Sherpa 4.13 (Python)
load_image("center_box_0.25pix.fits")

notice2d("rotbox(88.16875,75.8625,70.416667,68.508334,0)")

load_psf("psf0", "psf_f1_norm_0.25pix.fits")

set_psf(psf0)
psf0.size=[32,32]
psf0.center=[128,129]

set_psf(psf0)
psf0.center=[128,129]
psf0.size=[72,72]

set_source(const2d.c1+gauss2d.g1)
c1.c0=1
g1.fwhm = 6
g1.xpos = 90
g1.ypos = 80
g1.ampl = 100

show_model()

set_stat("cash")
freeze(c1.c0)
set_method("neldermead")
set_method_opt("iquad",0)
set_method_opt("finalsimplex",0)
fit()

thaw(c1.c0)
fit()

image_fit()

contour_resid()
limits(X_AXIS, 55, 120)
limits(Y_AXIS, 45, 110)
Sherpa 3.4
data center_box_0.25pix.fits

ignore all
notice filter "box(88.16875,75.8625,70.416667,68.508334)"

paramprompt off

fpsf[psf0]
psf0.file = psf_f1_norm_0.25pix.fits

instrument = psf0
psf0.ysize=72
psf0.xsize=72
psf0.xoff=0
psf0.yoff=0

source = const2d[cc1] + gauss2d[g2]
g2 integrate on
cc1.c0=1
freeze cc1.c0

statistic cash
method simplex 
fit

thaw cc1.c0
fit

image fit

cplot residuals







For detailed information about the steps in the script, see the Sherpa thread "Accounting for PSF Effects in 2D Image Fitting."
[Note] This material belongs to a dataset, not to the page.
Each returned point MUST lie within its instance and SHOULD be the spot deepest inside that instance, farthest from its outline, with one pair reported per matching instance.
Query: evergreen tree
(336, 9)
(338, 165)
Parameter bounds with interval-projection: Confidence plot of fit stastic vs. parameter value

Here we display the confidence plot for a particular model parameter after finding the best-fit of the model to a 1D PHA source data set. The minimum of the parabola corresponds to the best-fit value for this particular model parameter (lowest chi-square fit statistic), while the arms of the parabola demonstrate how the chi-square fit statistic varies within the 90% (1.6 sigma) confidence bounds of the parameter value.

[]

Sherpa 4.13 (Python)
load_data("source_grouped_pi.fits")

notice(0.5,8.0)

set_source(xswabs.abs1*powlaw1d.p1)

fit()

set_proj_opt("sigma",1.6)

int_proj(p1.gamma,min=1,max=2)





Sherpa 3.4
data source_grouped_pi.fits

ignore energy :0.5,8:

source = xswabs[abs1] * powlaw1d[p1]

fit

restore_intproj

sherpa.intproj.sigma = [1,1.6]
sherpa.intproj.arange = 0
sherpa.intproj.min = 1
sherpa.intproj.max = 2

intproj p1.gamma

For detailed information about the steps in the script, see the Sherpa thread "Step-by-Step Guide to Estimating Errors and Confidence Levels."


Parameter bounds with region-projection: Confidence contour of fit statistic vs. two parameter values

Here we display the confidence contour plot for two different model parameters after finding the best-fit of the model to a 1D PHA source data set. The center point of the ellipses corresponds to the set of best-fit values for the two model parameters (where the chi square fit statistic is at a minimum), while the inner ellipse represents the 68.3% (1 sigma) confidence bounds on the correlated values, and the outer ellipse the 90% (1.6 sigma) bounds. The chi square fit statistic varies along the axis perpendicular to the plot (i.e. out of the screen).

[]

Sherpa 4.13 (Python)
load_data("source_grouped_pi.fits")

notice(0.5,8.0)

set_source(xswabs.abs1*powlaw1d.p1)

fit()

set_proj_opt("sigma",1.6)

reg_proj(p1.gamma,abs1.nH,min=[1.2,2],max=[1.9,2.8], \ 
nloop=[100,100],sigma=[1,1.6])





Sherpa 3.4
data source_grouped_pi.fits

ignore energy :0.5,8:

source = xswabs[abs1] * powlaw1d[p1]

fit

restore_regproj

sherpa.regproj.sigma = [1,1.6]
sherpa.regproj.arange = 0
sherpa.regproj.min = [1.2,2]
sherpa.regproj.max = [1.9,2.8]
sherpa.regproj.nloop = [100,100]

regproj p1.gamma abs1.nh

For detailed information about the steps in the script, see the Sherpa thread "Step-by-Step Guide to Estimating Errors and Confidence Levels."